Трубач играл побудку. Причем побудка у него плавно переходила в гопак из "Ивана Сусанина" и обратно.
Когда играют побудку, тело одевается само.
Проснулся я на борту родной подлодки. В руках у меня был сапожный нож, которым я что-то резал из тонкого картона. На столе стояла коробка гуаши и серая банка из-под охры, в которой я обычно мыл кисти. Но к этой банке я почему-то время от времени прикладывался.
Вроде бы в ней плескался спирт.
Тут появился Толик.

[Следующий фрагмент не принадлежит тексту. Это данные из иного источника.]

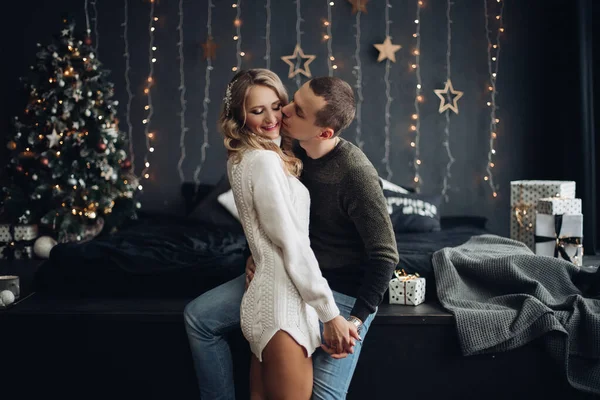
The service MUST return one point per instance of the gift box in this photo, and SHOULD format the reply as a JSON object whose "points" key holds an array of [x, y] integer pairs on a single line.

Принес фотографии.
- Вот, - говорит, - весь твой Леннон.
Я стал разбираться. Снято было хорошо, со вспышкой. Джон был и один, и в компании своих, и в тельнике, и в адмиральском кителе, и в обнимку с какими-то девками, в которых с трудом узнавались офицерские жены.
- Ага, - говорю я. - Только я что-то от нитрокраски одурел.
- От какой? - говорит он. - Где ты ее видишь?
Я альбом понюхал и сам удивился. Была же вроде нитрокраска. Раз голова такая чугунная.
Тут Толя мой заплакал.
- Нащо мени це життя? - говорит он. - Колы мрыи бильш немае...
- Да, - говорю я и тоже плачу, - людинэ завжди потрибна мрыя. А МГИМО?
- МГИМО...- плачет он. - МГИМО - щоб батьки не журылыся, щоб дивки кохалы. А битлы - от це була мрия...
Потом вытаскивает из кармана кусок хлеба белого и начинает крошить на стол, и два каких-то воробья прыгают и те крошки клюют.
- Ты, - говорю, - чего творишь, они же мне всю работу обгадят.
- Пусть кушают птички божии, не мешай...
Я плюнул и пошел проветриться.
Ясный-ясный день, океан зеленый, как очи болотной красавицы, и позади рубки, скрывшись от набегающего ветра, сидят свободные от вахты моряки, девки-фанатки, бабушки-хористки - и ливерпульская наша четверка, у кого гитары в руках, у кого компот ананасовый, Ринго по пустой кастрюле ритм отбивает... и курят все, кому не лень. И только тут до меня доходит, что мы идем в надводном положении.